Sticky Golden Ginger Cake

A moist and delicately spiced cake with a sticky topping and a delicious flavour. Perfect for afternoon tea but also delicious with custard for a cosy dessert.



For the cake -

  • 60g (2 1/2 oz) butter, cubed
  • 125g (4 1/2 oz) golden syrup
  • 100g (3 1/2 oz) plain four
  • 25g (1oz) self raising flour
  • 1 teaspoon bicarbonate of soda
  • 1 heaped teaspoon ground ginger
  • 1/2 teaspoon mixed spice
  • 100g (3 1/2 oz) caster sugar
  • a pinch of salt
  • 125ml (1/2 cup) milk
  • 1 egg, beaten

For the syrup -

  • 1 ball of stem ginger (sold in jars in syrup), very finely chopped
  • 2 tablespoons of the ginger syrup from the stem ginger jar

You'll also need a 900g (2lb) loaf tin (size 23 x 12cm) and either baking parchment to line it or a non-stick paper loaf tin liner (I really like these from Lakeland - it's not an ad, rather a genuine recommendation)

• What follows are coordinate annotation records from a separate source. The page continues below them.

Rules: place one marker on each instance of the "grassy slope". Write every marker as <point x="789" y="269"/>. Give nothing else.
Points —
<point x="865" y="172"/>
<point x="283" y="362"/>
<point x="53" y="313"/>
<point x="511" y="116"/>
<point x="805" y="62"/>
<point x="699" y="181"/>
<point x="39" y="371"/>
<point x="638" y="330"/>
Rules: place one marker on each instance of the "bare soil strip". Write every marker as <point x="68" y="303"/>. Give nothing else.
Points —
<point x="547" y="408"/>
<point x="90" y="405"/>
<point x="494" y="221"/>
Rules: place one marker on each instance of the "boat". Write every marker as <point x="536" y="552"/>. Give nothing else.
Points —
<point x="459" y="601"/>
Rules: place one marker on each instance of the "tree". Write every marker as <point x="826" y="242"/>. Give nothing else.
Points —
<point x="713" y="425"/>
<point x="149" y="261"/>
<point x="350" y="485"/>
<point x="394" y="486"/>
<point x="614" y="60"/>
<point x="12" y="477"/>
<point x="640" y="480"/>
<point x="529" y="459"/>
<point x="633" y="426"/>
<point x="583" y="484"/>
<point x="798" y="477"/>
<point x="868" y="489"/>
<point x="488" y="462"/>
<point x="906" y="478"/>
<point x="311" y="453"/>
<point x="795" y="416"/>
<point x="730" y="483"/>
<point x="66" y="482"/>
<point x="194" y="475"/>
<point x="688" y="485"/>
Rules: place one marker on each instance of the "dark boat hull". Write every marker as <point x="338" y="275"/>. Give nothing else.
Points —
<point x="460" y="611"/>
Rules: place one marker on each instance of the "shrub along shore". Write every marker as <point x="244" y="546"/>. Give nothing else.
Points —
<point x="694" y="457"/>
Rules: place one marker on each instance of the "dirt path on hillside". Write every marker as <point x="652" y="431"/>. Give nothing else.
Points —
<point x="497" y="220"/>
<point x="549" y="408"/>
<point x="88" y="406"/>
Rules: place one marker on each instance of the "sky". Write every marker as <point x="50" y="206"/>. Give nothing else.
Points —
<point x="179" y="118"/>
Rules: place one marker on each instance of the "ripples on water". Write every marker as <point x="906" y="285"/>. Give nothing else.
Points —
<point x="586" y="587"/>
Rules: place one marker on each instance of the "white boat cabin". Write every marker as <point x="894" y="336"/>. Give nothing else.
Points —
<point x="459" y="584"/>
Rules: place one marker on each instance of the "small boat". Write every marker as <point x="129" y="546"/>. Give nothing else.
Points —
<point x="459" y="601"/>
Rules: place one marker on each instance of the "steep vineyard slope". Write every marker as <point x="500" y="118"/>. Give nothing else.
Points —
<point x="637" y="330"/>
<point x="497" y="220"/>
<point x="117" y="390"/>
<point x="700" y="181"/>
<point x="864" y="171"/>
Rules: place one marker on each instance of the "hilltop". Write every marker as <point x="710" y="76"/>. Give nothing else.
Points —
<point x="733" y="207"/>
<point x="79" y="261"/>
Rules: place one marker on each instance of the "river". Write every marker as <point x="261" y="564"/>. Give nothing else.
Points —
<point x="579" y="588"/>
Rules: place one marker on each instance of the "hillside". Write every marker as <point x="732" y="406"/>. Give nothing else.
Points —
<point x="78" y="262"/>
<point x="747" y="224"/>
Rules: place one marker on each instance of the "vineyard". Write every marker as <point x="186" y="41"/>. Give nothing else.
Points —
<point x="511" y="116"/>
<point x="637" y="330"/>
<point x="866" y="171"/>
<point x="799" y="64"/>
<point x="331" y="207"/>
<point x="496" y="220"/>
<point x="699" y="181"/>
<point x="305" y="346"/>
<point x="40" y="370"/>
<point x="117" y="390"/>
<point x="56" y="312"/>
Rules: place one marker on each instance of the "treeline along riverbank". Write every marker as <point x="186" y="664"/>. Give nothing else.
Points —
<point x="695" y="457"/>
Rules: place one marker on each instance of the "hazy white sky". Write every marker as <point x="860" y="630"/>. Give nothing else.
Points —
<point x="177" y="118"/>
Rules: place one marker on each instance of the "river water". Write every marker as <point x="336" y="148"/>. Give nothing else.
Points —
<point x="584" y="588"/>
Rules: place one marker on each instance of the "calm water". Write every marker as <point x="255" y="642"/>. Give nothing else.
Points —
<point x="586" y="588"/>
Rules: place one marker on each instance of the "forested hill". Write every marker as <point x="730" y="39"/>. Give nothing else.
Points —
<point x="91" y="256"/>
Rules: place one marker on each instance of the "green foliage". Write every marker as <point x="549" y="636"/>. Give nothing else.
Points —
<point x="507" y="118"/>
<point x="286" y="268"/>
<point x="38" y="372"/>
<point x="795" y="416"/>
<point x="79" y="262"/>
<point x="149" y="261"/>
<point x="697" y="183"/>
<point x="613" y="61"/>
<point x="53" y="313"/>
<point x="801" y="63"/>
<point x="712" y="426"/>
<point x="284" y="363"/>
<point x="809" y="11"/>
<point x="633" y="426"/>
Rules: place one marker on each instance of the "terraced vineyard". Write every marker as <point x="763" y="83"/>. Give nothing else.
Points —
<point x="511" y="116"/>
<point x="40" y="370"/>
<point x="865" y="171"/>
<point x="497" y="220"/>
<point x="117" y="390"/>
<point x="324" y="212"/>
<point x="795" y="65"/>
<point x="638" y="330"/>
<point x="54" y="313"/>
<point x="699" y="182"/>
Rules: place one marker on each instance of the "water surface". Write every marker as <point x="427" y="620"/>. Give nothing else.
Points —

  1. Preheat the oven to 170°C/150°C Fan/325°F (gas mark 3). Line the loaf tin with baking parchment.
  2. Melt the butter and golden syrup - Add the butter and golden syrup to a small saucepan and melt over a low heat, stirring occasionally. Remove from the heat.
  3. Combine the flours, bicarbonate of soda and the spices in a mixing bowl. Sieve any of the dry ingredients that may be a bit lumpy.
  4. Stir in the caster sugar and salt.
  5. Add the milk and egg and mix until smooth.
  6. Gradually add the melted butter mixture, stirring until completely incorporated.
  7. Pour the batter mixture into the loaf tin (it will be quite runny).
  8. Bake for 45-50 minutes or until risen and firm to the touch.
  9. Combine the finely chopped stem ginger with 2 tablespoons of ginger syrup from the jar. Once the cake is out of the oven and while it's still warm, gently pierce it all over with a skewer and pour over the prepared stem ginger syrup.
  10. Leave to cool completely in the tin.